If what you find in your home or office space is not exactly what you’d like to have in mind for your life, then take matters in hand. Let your home and office continue to be a metaphor for your life, but shape that metaphor in a way that suits your life. Remove the clutter. Keep it clean. Build a relaxing, positive atmosphere in which to decompress at the end of each day.

4. Ready, Set, Simplify

To make your home a less stressful, more tranquil place, one of the easiest things you can do is to simplify. Spend some time in each room of your home and list all the things you do in each room. What are the functions of the room?

What would make each room simpler, its functions simpler?

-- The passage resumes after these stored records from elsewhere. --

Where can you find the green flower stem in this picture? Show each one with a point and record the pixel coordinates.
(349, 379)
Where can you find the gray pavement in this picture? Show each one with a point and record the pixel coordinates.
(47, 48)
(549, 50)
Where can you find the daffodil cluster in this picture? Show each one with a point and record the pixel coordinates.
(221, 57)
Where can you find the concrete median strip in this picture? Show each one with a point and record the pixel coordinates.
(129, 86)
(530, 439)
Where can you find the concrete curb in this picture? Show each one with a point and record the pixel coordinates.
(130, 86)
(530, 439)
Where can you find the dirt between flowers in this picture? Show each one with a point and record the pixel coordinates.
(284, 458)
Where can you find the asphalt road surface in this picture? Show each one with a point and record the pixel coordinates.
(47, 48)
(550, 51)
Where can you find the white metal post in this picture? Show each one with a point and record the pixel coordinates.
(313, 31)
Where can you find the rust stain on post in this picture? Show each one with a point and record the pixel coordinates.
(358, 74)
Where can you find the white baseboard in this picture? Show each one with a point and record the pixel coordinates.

Simplify your cleaning chores by creating a system for getting everything done a little bit each day. Simplify your shopping by buying in bulk and by planning your menu a week in advance. You can simplify the way your home works and consequently reduce your stress while in your home in many ways.

5. Make More Space

Some people feel comforted by a room full of stuff, but there is something relaxing and calming about a clean, clutter-free space. Why not put away or give away some of that stuff and free up some space? As you make space on your surfaces, floors, walls, and rooms, you’ll feel like you are making space in your mind. You’ll feel more relaxed and calmer in that clean, organized, uncluttered space. If you donate stuff, you’ll also get the feeling of satisfaction that you’ve helped others. Or, if you give clothing or other items to sell on consignment, you can make a little pocket money.

6. De-clutter, De-stress

Clutter does more than keep your home, your desk, or your garage looking messy. It keeps your mind messy, too. The more stuff you have, especially the disorganized, unmatched, lost, or high-maintenance stuff, the more you have to worry about it, find it, maintain it, keep it, deal with it, have it. Getting rid of the clutter in your home is the most important thing you can do to make your home a stress-free haven of tranquility.

7. Are You a Pack Rat?

Getting rid of clutter is hard to do, especially for those who can’t bear to throw anything away. How many of the following statements would you agree with?

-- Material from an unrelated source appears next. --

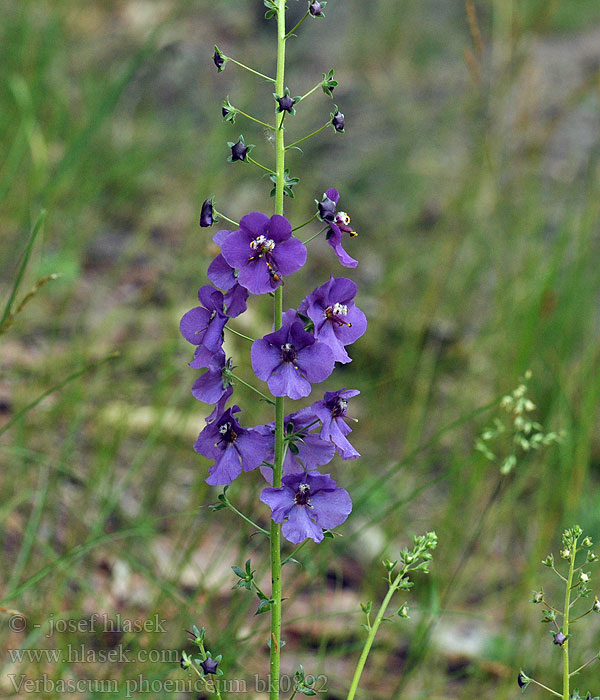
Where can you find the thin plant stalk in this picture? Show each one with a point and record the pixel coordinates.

• I keep a lot of clothes that I think I might be able to fit into someday.

• I have at least one junk drawer filled with spare parts and other small items I might need someday, even if I’m not sure what most of them are.

• I have at least a year’s worth of magazines that I know I’ll look at sometime.

• All the storage spaces in my house are overflowing with stuff— I’m not sure what it all is.

• I record more movies, television shows, or music than I can keep up with watching or listening to, but I save all the tapes because I think I’ll get to them all . . . eventually.

• I buy more books than I can read, but I just might read them someday.

• I have at least five different collections.

If you check more than one item on the list, you’re probably a pack rat. That means de-cluttering is trickier for you than for someone who doesn’t have a problem letting go of stuff.